Facebook came under fire from lawmakers from nine countries at the inaugural hearing of the “International Grand Committee on Disinformation” held in London.

The landmark event saw 24 representatives from Argentina, Belgium, Brazil, Canada, France, Ireland, Latvia, Singapore, and the UK meet to debate issues including data protection, online disinformation and fake news.

The social network’s founder Mark Zuckerberg was repeatedly asked to attend but refused and sent Richard Allan, the company’s vice president of public policy for Europe, the Middle East and Africa.

Facebook is under investigation in various countries for reasons including Russian interference in the American elections, data privacy issues, unfair treatment of companies competing with Facebook, secret deals and more.

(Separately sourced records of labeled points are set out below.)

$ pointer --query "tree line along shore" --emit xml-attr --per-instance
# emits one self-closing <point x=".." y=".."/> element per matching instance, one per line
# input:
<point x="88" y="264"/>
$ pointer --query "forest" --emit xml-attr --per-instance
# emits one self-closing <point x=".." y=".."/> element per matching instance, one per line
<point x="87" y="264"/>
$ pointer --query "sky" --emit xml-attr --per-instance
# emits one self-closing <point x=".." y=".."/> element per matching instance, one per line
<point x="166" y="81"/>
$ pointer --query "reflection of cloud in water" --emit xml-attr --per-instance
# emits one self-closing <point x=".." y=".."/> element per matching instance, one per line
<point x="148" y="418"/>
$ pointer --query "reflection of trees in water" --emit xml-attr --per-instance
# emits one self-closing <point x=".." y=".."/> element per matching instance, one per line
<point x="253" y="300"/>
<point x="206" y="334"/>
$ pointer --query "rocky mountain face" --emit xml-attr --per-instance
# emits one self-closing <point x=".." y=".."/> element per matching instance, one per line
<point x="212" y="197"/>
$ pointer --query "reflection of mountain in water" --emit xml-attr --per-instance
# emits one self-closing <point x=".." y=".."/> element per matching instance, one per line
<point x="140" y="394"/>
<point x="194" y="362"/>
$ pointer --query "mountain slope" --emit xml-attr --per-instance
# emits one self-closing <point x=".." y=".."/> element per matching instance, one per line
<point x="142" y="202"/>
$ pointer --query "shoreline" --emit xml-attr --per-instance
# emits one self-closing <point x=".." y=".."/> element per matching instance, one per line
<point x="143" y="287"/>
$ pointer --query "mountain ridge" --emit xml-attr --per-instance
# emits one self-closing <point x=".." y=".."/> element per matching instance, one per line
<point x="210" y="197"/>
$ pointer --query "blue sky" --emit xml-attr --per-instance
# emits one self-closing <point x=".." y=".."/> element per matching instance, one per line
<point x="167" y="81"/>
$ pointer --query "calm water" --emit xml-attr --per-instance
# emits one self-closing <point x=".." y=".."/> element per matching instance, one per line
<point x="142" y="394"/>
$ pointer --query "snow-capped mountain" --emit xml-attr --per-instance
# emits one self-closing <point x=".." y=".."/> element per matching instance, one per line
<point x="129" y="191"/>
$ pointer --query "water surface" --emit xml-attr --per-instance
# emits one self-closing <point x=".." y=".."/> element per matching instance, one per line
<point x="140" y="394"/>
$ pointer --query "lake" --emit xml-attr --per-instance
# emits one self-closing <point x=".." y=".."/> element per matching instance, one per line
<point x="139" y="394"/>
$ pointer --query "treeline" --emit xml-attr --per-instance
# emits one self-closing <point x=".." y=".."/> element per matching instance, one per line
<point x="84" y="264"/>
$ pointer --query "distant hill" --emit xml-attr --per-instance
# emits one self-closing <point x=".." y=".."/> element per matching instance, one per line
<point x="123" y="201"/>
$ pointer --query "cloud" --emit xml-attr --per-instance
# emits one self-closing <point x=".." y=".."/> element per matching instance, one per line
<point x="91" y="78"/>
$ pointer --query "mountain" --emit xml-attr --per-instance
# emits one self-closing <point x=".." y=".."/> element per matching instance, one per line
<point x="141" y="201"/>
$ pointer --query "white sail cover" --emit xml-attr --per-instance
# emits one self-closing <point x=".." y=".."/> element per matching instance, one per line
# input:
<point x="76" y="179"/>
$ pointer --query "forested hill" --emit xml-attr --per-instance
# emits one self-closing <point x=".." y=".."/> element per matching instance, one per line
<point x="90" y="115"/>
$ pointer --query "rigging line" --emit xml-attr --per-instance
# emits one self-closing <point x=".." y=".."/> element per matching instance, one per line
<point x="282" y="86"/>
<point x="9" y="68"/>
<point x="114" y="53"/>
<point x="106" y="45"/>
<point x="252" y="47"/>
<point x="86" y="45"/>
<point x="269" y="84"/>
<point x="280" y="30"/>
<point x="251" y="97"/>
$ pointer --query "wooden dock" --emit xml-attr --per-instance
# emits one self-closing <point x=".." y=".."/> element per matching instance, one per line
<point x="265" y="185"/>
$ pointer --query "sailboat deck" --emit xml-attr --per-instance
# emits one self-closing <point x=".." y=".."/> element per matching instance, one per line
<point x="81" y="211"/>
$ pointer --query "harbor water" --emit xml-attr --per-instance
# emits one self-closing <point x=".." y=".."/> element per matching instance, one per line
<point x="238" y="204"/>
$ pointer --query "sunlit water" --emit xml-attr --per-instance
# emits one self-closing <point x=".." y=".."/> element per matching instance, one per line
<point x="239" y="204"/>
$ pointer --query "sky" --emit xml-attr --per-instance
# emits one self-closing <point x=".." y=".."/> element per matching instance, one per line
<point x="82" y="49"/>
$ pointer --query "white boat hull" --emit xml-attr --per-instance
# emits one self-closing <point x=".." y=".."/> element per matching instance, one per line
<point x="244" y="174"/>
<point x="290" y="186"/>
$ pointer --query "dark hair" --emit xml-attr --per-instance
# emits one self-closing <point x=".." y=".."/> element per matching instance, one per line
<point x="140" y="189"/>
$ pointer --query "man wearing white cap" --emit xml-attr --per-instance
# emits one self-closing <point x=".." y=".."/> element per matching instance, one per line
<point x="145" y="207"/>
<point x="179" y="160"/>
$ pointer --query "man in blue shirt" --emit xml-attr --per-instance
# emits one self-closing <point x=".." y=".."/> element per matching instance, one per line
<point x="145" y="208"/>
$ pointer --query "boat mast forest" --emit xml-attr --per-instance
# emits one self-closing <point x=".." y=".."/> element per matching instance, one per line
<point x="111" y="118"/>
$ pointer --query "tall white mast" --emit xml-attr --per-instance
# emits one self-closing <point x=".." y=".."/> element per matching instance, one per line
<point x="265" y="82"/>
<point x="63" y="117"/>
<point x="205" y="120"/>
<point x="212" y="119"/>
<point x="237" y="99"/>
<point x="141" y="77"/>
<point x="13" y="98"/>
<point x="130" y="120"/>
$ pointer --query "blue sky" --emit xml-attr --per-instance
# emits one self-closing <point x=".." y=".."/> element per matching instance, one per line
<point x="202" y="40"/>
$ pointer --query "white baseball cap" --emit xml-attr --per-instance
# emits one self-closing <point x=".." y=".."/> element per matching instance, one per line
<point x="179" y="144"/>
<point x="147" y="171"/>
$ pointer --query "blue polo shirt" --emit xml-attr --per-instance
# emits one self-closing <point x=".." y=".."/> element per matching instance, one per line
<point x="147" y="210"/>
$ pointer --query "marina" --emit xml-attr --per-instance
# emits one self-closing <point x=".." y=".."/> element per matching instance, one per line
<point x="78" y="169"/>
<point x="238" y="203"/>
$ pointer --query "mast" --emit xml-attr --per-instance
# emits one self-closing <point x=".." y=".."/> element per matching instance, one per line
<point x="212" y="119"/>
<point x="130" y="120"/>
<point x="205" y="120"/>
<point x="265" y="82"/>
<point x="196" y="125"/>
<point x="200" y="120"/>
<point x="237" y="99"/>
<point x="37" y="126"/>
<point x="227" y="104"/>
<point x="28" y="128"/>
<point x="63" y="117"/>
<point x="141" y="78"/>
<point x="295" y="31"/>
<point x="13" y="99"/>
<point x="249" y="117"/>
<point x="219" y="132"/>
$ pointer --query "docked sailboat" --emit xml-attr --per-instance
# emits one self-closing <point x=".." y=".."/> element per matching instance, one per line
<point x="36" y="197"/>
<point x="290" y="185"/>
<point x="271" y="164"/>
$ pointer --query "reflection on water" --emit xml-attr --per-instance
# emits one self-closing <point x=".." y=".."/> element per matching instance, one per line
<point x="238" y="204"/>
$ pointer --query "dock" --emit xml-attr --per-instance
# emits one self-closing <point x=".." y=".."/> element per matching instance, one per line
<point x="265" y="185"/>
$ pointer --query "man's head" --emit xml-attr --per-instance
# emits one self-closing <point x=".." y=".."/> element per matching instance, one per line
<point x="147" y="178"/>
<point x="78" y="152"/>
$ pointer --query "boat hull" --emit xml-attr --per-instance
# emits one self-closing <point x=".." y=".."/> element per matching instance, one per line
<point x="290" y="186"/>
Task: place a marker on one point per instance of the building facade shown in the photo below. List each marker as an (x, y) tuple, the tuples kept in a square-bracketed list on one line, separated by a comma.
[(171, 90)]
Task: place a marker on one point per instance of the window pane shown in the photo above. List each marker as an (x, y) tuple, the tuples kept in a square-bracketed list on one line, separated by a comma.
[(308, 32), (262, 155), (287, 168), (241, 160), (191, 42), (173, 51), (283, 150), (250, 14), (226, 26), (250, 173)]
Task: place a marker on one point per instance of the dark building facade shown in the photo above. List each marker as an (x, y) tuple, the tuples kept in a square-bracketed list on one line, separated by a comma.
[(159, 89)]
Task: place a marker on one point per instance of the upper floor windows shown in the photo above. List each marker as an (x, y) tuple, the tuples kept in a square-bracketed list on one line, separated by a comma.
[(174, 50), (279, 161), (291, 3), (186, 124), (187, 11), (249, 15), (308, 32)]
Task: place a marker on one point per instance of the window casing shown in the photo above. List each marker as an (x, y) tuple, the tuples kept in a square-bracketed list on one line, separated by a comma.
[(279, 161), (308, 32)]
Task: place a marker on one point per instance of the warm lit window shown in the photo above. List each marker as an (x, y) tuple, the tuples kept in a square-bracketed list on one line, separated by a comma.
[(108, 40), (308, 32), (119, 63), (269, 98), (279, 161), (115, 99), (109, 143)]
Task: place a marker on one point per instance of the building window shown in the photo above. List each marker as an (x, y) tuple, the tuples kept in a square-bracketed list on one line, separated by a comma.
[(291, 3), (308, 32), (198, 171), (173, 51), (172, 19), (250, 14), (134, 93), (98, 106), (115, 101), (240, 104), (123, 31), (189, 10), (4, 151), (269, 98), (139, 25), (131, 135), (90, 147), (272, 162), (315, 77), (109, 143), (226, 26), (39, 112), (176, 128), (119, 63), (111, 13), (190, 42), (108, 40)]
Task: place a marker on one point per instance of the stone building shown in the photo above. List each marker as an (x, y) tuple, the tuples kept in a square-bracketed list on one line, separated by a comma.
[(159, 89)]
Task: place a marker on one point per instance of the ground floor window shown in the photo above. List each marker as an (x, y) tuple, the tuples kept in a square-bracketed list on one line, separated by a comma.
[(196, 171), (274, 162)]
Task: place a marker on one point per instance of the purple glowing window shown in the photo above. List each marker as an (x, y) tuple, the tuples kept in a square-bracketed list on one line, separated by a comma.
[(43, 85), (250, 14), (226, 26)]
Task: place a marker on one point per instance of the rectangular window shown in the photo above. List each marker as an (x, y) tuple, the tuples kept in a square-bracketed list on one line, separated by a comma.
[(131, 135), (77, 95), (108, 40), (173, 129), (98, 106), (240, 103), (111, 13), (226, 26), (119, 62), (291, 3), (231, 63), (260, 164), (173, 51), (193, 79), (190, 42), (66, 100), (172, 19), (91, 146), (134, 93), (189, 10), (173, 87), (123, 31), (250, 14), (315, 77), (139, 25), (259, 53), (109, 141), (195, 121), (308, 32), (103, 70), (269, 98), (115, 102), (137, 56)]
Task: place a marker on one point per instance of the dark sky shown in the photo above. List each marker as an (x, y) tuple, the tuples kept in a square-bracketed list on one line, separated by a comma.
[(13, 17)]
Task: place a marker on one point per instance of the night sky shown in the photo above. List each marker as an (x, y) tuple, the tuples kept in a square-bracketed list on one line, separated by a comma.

Referring to a report from a Facebook engineer that Russian IP addresses were accessing three billion data points a day on the network, committee chair Damien Collins, asked Allen: “If Russian IP addresses were pulling down a huge amount of data from the platform was that reported or was that just kept, as so often seems to be the case, within the family and not talked about?”

Allen said that the claim was misleading and taken out of context, but Facebook later issued a statement confirming the issue was looked into and told The Guardian “the engineers who had flagged these initial concerns subsequently looked into this further and found no evidence of specific Russian activity”.

The New York Times recently published an in-depth investigation which claimed senior Facebook executives had “ignored warning signs” about the negative impacts of its social network, and in some cases even sought to suppress or deflect criticism about its practices.

A representative from each of the seven parliaments participated in a formal signing ceremony for a set of ‘International Principles for the Law Governing the Internet’.

It seems there is much to do to bring Facebook’s behaviour into the open and force it to become an honest company.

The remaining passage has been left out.